Tourism officials have claimed that 50 per cent of all reservations made in Egyptian hotels for the Christmas season have been cancelled,  especially in Cairo, which has seen high levels of violence and political instability. Hotels in Hurghada and Sharm Al-Sheikh on the other hand are expected to retain 90 per cent of all their hotel reservations.
Handi Taha, general director of the Select Egypt Tour Company, said most tourists began making reservations in Egyptian hotels for the Christmas season between June and October of this year. He added that since the outbreak of violence by the presidential palace and on Mohamed Mahmoud Street, nearly 50 per cent of these reservations have been cancelled. 
Taha added that cancellations were highest amongst, British, American, Italian and German tourists, and that the number of late reservations made in the beginning of December was less than that made in previous years. Hotels in Cairo, Aswan and Luxor during last year’s Christmas season were filled to 40 per cent of total capacity,  however that number is expected to drop to 30 per cent this year.
Hotels in Hurghada on the other hand were expected to be filled from anywhere between 90 to 100 per cent capacity, the highest rate so far witnessed in that city. Hurghada was followed by Sharm Al-Sheikh, whose hotels were expected to be filled to 800 per cent of total capacity.
Taha added that reservation prices for hotels in Cairo, Aswan and Luxor were expected to drop by 20 per cent, while prices at hotels in Hurghada and Sharm Al-Sheikh were not expected to change from that of the previous year.
He stated that a one night stay at a five star hotel that includes New Year’s dinner in Sharm Al-Sheikh or Hurghada was expected to cost $150, while the cost of a one night stay at a 4 star hotel was $90.

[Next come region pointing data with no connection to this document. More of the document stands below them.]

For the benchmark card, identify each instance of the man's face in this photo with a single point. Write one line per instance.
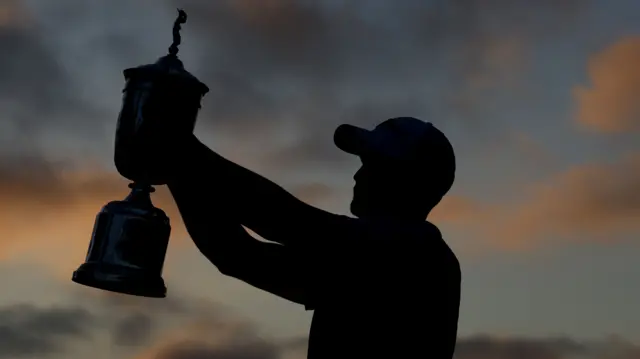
(380, 187)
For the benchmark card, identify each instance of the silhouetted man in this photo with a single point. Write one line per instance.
(383, 285)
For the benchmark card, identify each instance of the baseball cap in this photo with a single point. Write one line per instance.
(404, 139)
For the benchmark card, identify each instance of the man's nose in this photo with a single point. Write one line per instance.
(358, 174)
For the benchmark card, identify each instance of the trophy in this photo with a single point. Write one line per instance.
(130, 237)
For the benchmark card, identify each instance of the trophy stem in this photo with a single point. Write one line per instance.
(140, 194)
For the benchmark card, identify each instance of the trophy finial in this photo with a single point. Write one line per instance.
(182, 18)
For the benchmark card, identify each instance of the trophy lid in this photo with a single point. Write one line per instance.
(169, 65)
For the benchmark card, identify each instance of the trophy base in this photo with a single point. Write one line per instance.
(120, 280)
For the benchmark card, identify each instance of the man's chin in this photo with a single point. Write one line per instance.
(355, 209)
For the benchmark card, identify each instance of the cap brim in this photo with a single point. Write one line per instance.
(353, 139)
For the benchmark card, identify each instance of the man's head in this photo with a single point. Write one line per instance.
(407, 166)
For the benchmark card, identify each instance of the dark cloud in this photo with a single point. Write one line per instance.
(245, 350)
(269, 64)
(133, 330)
(204, 331)
(26, 330)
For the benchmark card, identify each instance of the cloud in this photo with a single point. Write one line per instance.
(185, 327)
(609, 104)
(592, 202)
(26, 330)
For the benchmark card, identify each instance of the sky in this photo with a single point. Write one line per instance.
(539, 99)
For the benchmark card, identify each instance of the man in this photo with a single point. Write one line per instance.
(383, 285)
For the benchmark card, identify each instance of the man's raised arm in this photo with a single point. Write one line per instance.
(220, 238)
(258, 203)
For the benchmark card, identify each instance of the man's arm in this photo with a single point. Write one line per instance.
(264, 206)
(220, 238)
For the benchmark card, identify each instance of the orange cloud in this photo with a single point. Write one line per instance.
(595, 202)
(48, 215)
(611, 104)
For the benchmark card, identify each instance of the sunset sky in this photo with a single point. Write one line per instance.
(541, 100)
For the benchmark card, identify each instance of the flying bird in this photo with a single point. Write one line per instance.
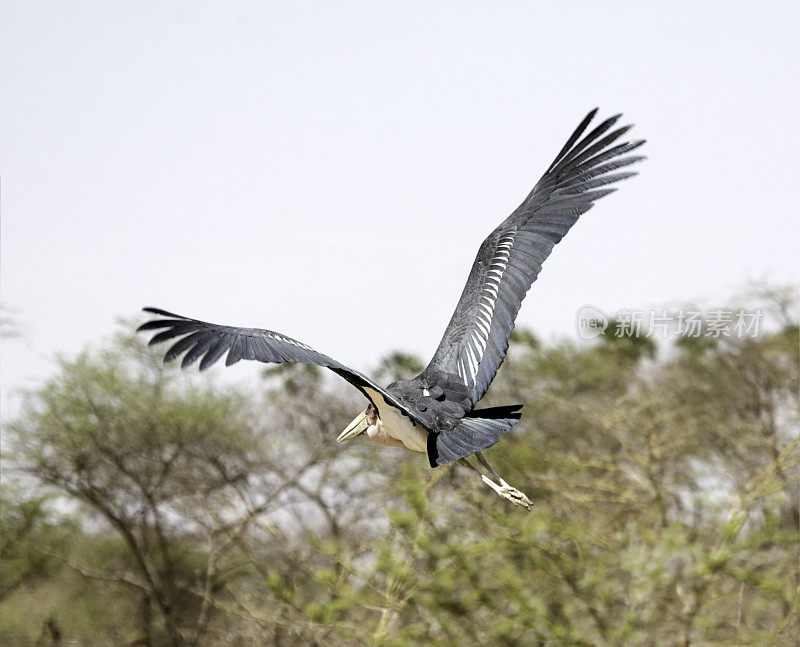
(436, 412)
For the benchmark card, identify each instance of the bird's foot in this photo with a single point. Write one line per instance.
(509, 493)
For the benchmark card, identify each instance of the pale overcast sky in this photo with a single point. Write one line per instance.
(328, 169)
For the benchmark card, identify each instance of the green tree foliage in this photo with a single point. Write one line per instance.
(665, 482)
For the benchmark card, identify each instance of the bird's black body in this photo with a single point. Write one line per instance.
(441, 401)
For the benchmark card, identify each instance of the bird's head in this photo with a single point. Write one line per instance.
(361, 423)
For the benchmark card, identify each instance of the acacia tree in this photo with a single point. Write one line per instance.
(179, 471)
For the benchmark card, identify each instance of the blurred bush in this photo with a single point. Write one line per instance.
(147, 507)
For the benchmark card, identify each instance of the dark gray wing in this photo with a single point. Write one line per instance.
(509, 260)
(196, 339)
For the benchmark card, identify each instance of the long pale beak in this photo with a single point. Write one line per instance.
(355, 428)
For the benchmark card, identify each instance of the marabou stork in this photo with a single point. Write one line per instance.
(435, 412)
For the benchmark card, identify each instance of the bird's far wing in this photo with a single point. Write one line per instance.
(210, 341)
(509, 260)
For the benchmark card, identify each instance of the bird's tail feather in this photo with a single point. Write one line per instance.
(479, 431)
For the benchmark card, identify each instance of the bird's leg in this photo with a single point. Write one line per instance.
(504, 489)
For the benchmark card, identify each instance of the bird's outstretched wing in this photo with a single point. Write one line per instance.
(196, 339)
(509, 260)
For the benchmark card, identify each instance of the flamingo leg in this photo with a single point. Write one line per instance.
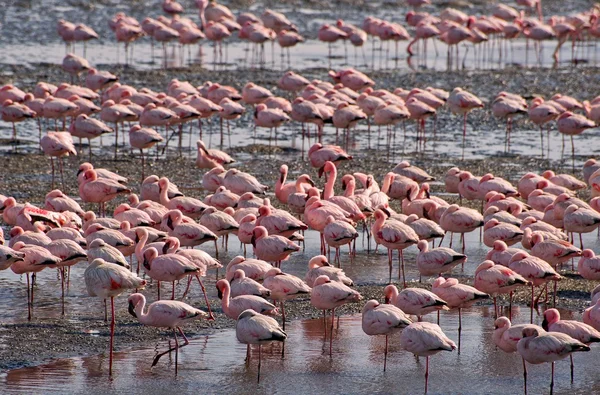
(112, 334)
(331, 336)
(28, 300)
(259, 361)
(524, 376)
(552, 380)
(385, 354)
(572, 373)
(426, 372)
(210, 314)
(177, 346)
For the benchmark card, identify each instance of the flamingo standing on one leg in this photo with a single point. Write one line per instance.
(577, 330)
(425, 339)
(383, 319)
(254, 328)
(537, 347)
(107, 280)
(327, 295)
(164, 314)
(463, 102)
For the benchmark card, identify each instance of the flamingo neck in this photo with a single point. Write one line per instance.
(164, 195)
(139, 312)
(328, 192)
(225, 300)
(350, 188)
(139, 247)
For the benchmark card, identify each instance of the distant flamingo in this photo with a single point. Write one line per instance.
(107, 280)
(383, 319)
(425, 339)
(253, 328)
(233, 307)
(327, 295)
(537, 347)
(393, 235)
(496, 279)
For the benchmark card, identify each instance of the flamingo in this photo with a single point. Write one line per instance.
(534, 269)
(425, 339)
(233, 307)
(393, 235)
(579, 331)
(284, 287)
(272, 248)
(164, 314)
(383, 319)
(414, 301)
(438, 260)
(538, 347)
(107, 280)
(506, 336)
(327, 295)
(457, 295)
(253, 328)
(496, 279)
(463, 102)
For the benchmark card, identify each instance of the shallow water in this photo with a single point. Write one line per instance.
(215, 364)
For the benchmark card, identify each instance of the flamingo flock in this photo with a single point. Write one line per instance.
(154, 227)
(488, 36)
(133, 235)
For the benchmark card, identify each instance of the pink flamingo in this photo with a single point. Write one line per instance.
(319, 266)
(536, 270)
(579, 331)
(279, 222)
(457, 295)
(253, 328)
(233, 307)
(580, 220)
(99, 190)
(211, 158)
(393, 235)
(188, 206)
(107, 280)
(284, 287)
(538, 347)
(272, 248)
(189, 234)
(572, 124)
(496, 279)
(143, 138)
(506, 336)
(501, 254)
(242, 285)
(34, 260)
(414, 301)
(164, 314)
(253, 268)
(463, 102)
(15, 112)
(58, 144)
(168, 267)
(494, 230)
(319, 154)
(553, 251)
(589, 265)
(460, 220)
(591, 315)
(438, 260)
(327, 295)
(383, 319)
(283, 190)
(425, 339)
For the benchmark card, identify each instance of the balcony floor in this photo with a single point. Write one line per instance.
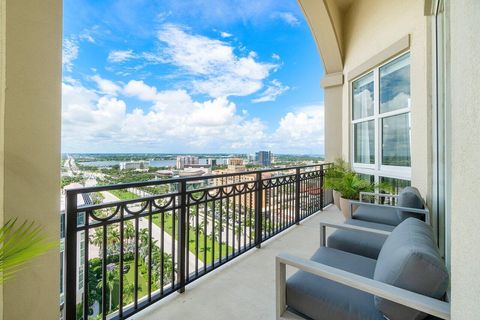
(244, 288)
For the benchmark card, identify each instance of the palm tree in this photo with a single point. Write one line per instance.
(113, 236)
(129, 231)
(20, 245)
(128, 291)
(97, 239)
(111, 280)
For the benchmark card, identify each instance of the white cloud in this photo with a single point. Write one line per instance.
(69, 53)
(287, 17)
(140, 90)
(274, 89)
(172, 120)
(225, 34)
(301, 130)
(87, 37)
(218, 69)
(120, 55)
(106, 86)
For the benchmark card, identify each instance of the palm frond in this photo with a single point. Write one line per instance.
(20, 245)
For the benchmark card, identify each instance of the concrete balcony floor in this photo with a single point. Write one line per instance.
(245, 287)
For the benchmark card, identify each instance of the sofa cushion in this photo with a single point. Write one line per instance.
(320, 298)
(409, 197)
(361, 243)
(377, 214)
(409, 259)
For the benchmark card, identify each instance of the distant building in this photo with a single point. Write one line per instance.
(135, 165)
(263, 158)
(162, 174)
(206, 168)
(186, 160)
(212, 161)
(235, 161)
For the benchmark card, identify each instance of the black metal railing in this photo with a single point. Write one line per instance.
(124, 255)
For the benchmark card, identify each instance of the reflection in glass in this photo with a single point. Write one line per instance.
(363, 97)
(395, 84)
(364, 142)
(397, 184)
(396, 140)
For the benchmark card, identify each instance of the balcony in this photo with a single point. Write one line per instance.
(167, 234)
(248, 281)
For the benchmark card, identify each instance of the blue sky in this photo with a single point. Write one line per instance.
(190, 76)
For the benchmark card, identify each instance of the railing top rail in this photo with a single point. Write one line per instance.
(75, 191)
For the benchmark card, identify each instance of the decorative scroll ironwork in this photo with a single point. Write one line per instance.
(125, 255)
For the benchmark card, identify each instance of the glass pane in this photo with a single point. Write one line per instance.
(364, 140)
(397, 184)
(395, 84)
(368, 177)
(363, 97)
(396, 140)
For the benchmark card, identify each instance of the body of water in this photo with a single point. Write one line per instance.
(153, 163)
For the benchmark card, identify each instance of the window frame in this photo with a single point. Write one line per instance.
(377, 169)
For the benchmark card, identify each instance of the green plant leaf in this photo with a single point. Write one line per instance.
(20, 245)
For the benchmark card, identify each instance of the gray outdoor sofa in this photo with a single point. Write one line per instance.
(376, 216)
(407, 281)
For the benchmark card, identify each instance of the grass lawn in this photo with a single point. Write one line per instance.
(123, 194)
(127, 195)
(168, 225)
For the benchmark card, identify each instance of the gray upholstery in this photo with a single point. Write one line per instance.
(409, 197)
(361, 243)
(409, 259)
(377, 214)
(319, 298)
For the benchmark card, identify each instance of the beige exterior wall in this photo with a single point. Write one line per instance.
(371, 27)
(30, 108)
(349, 34)
(464, 137)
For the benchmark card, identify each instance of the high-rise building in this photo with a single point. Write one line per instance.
(263, 158)
(235, 161)
(135, 165)
(186, 160)
(211, 161)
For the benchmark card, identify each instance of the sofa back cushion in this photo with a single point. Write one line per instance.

This is in comparison to five-star hotels that provide a New Year’s Dinner in Cairo, Aswan and Luxor whose cost per night was estimated to $130. Four-star hotels in those cities were expected to cost anywhere between $60 and $70 per night.
Nader Ayyad, a member of Egypt’s Chamber of Tourist Companies and Travel Agencies, and general director of the tourist company Red Sea, stated that the number of tourists staying in hotels in Cairo, Aswan and Luxor could be even lower than expected. He predicted that many of these hotels would only be filled to 15 per cent or 20 per cent of total capacity. He further stated that a majority of those reservations made for Cairo were most likely for photographers and journalists coming to report on the country’s political situation.
Ayyad predicted that hotels in Sharm Al-Sheikh and Hurghada would be filled to 50 per cent of capacity compared to 70 per cent during last year’s Christmas season,  a number he said was good considering the increase in political instability in Egypt over the last several weeks.